FEB 18

Question 1

paper abstract takeaways: “distinct hippocampal engrams control extinction and relapse of fear memory”

Answer 1

1. LEARNED FEEAR often RELAPSES after extinction

^ suggests extinction training generates a NEW MEMORY that COEXISTS with og fear memory

2. MECHANISM for these competing fear and extinction memories is unclear
3. used activity-dependent NEURAL TAGGING to investigate reps of fear and extinction memories in DENTATE GYRUS
4. showed that EXTINCTION TRAINING SUPPRESSES REACTIVATION of contextual fear engram cells while ACTIVATING A SECOND ENSEMBLE (putative extinction engram)
5. results indicate that HIPPOCAMPUS generates FEAR EXTINCTION REP and that INTERACTIONS between hippocampal fear and extinction representations GOVERN the SUPPRESSION and RELAPSE of FEAR after EXTINCTION

Question 2

paper general findings

Answer 2

1. extinction training suppresses reactivation of contextual fear engram cells
2. extinction training activates a putative extinction engram
3. optogenetic inhibition of neurons active during extinction training increased fear after extinction training
4. optogenetic silencing of neurons active during fear training reduced spontaneous recovery of fear

Question 3

key fact about fear learning and extinction learning

Answer 3

they’re two distinct processes

Question 4

this paper wants to know what about fear learning and extinction learning?

Answer 4

wants to know how these two forms of learning are REPRESENTED AT LEVEL OF SMALL GROUPS OF NEURONS

in the HIPPOCAMPAL DENTATE GYRUS

Question 5

hippocampal dentate gyrus

Answer 5

area known to be important for contextual fear learning

Question 6

extinction therapy

Answer 6

repeated exposure to a fear-evoking stimulus in the absence of threat

used to treat anxiety disorders

Question 7

major limitation of extinction therapy

Answer 7

extinction isn’t permanent

fear/anxiety with relapse

(understanding more about these processes may lead to better therapies to treat maladaptive fear)

Question 8

contextual fear learning

Answer 8

(used as a model of fear memory in the lab)

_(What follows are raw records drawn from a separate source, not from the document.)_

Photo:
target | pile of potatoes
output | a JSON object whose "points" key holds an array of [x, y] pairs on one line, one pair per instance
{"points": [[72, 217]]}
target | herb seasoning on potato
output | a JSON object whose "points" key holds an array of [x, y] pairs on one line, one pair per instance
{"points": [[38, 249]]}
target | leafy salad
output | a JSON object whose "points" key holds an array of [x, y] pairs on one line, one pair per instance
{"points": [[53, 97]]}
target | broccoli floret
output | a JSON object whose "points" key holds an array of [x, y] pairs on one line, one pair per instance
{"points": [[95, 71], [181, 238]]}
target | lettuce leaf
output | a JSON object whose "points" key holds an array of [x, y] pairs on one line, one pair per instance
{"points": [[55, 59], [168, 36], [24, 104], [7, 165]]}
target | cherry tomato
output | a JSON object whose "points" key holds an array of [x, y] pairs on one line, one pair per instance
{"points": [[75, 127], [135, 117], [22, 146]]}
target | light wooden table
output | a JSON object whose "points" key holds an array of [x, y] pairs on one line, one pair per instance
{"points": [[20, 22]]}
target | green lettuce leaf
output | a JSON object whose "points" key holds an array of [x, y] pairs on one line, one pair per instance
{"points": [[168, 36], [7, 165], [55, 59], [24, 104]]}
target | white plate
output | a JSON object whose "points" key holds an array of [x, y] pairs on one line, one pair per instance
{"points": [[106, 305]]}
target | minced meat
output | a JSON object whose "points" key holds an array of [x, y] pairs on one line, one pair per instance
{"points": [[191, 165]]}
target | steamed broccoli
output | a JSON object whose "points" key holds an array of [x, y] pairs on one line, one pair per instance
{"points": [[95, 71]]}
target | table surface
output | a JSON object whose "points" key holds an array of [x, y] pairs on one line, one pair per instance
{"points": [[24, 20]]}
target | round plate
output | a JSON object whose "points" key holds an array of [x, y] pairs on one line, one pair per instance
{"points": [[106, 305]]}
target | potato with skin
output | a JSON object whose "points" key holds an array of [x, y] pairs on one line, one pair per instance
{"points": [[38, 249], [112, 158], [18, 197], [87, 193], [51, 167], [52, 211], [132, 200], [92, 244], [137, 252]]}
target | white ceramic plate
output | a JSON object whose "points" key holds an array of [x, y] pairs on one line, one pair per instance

1. mouse placed in novel context, given 1+ footshocks
2. when mouse = returned to same context without any further footshocks, it will exhibit the conditioned fear responses (ie. freezing)

Question 9

freezing in rodents

Answer 9

species-specific defensive behaviour (absence of all moving except that required for breathing)

BEHAVIOURAL INDICATOR of fear in rodents

in test of fear conditioning, the AMOUNT the animal freezes = a measure of fear learning/memory

Question 10

the CR

Answer 10

freezing

Question 11

trends present in ACQUISITION versus EXTINCTION of contextual fear learning

Answer 11

ACQUISITION: upward trend in freezing time across trials (shock is present)

EXTINCTION: gradual decrease in freezing time over repeated exposures to context where shock was previously encountered

Question 12

does extinction erase the original fear memory?

Answer 12

no! extinction isn’t erasure of original learning

Question 13

3 phenomena that show that fear memory can RETURN after extinction

Answer 13

1. reinstatement
2. renewal
3. spontaneous recovery

Question 14

reinstatement

Answer 14

after extinction, RE-EXPOSING animals to the REINFORCER (footshock)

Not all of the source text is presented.